Have you ever wanted to password protect a course?

Maybe you are delivering courses outside of an LMS? Just quickly testing something? Or you're in a blended learning environment and want to be able to check the learners work before unlocking the next part of a course...

In this tutorial, we'll look at how to add a password to Storyline.

Click here to see the tutorialclick here to see a demo and here to download the source file

Let me know if you have any questions, comments or are stuck with implementing any of this. I'm happy to help where I can.

11 Replies
Michael Anderson

Matthew, I helped a gentleman on the forum recently that wanted to simulate a password being entered onscreen. I was able to use your Google Fonts tutorial and some other research to embed his custom "Password" font into the course directly, so that anything typed with that font shows up as password dots. I think it worked pretty well, and has one benefit of being able to use the built in text entry box, although it cannot evaluate on keyup like yours does. I guess each way has its own benefits.

gary moulton

Hi Matthew

This is a great piece of work for password protecting a course. I would like to emulate this for one of my existing clients but they use asterisks instead of black dots to mask the pasword display.
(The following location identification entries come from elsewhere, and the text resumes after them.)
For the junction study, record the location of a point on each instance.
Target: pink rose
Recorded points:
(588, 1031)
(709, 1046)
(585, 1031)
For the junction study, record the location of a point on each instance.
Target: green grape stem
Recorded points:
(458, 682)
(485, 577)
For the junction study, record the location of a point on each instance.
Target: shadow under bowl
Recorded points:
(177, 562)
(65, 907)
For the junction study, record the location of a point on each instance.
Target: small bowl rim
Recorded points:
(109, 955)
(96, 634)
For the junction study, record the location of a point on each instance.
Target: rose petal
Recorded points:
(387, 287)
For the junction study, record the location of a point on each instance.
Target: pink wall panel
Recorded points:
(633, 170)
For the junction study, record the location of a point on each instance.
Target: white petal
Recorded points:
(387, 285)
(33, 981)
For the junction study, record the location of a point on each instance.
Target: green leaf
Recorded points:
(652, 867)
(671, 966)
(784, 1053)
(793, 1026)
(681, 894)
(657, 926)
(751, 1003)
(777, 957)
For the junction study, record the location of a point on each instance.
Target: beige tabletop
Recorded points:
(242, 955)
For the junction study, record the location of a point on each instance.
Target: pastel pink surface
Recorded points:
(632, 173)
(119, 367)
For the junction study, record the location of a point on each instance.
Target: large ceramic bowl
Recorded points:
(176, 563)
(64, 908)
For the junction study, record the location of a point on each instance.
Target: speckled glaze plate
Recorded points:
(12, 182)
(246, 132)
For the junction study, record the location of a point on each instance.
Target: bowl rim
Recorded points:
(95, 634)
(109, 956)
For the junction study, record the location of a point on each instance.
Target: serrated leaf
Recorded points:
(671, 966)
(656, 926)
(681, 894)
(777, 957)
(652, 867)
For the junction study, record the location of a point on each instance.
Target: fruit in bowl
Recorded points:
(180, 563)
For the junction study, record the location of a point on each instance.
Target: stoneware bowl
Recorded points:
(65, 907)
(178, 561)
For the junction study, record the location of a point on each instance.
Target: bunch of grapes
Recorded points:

I have downloaded and looked at your work in detail but cannot see how you got the dots. I was hoping I could change them to asterisks. 

Would you be able to advise?  I am very grateful.

Gary

 

 

 

Matthew Bibby

Hi Gary,

Thanks for the kind words.

The way that the masked password is shown is determined by the browser. The black circle (●) is used by Firefox, Internet Explorer and Safari, but I believe Chrome uses the bullet character (•).

It's also important to note that the password field will behave differently on different devices. Notably, on iPhones and iPads the last letter of the password will be displayed for a second before it is replaced by the black circle. On newer versions of IE, an eye icon may be added to the right of the password input field that allows the user to make the password visible if they need to check it is correct. 

Anyway, there are a couple of ways that you could approach this.

One would be to create a font (or modify an existing font) that has an asterisk instead of the black circle and bullet characters.

Alternatively, you can ditch the default password input field and write JavaScript that replaces each character with an asterisk. I've done similar in the past for a client who had some unique requirements (essentially they needed to force iOS not to display the last character typed as the password would often be entered while others were watching). In the end I got it working, however, it ended up being a lot more complex than I imagined it would be!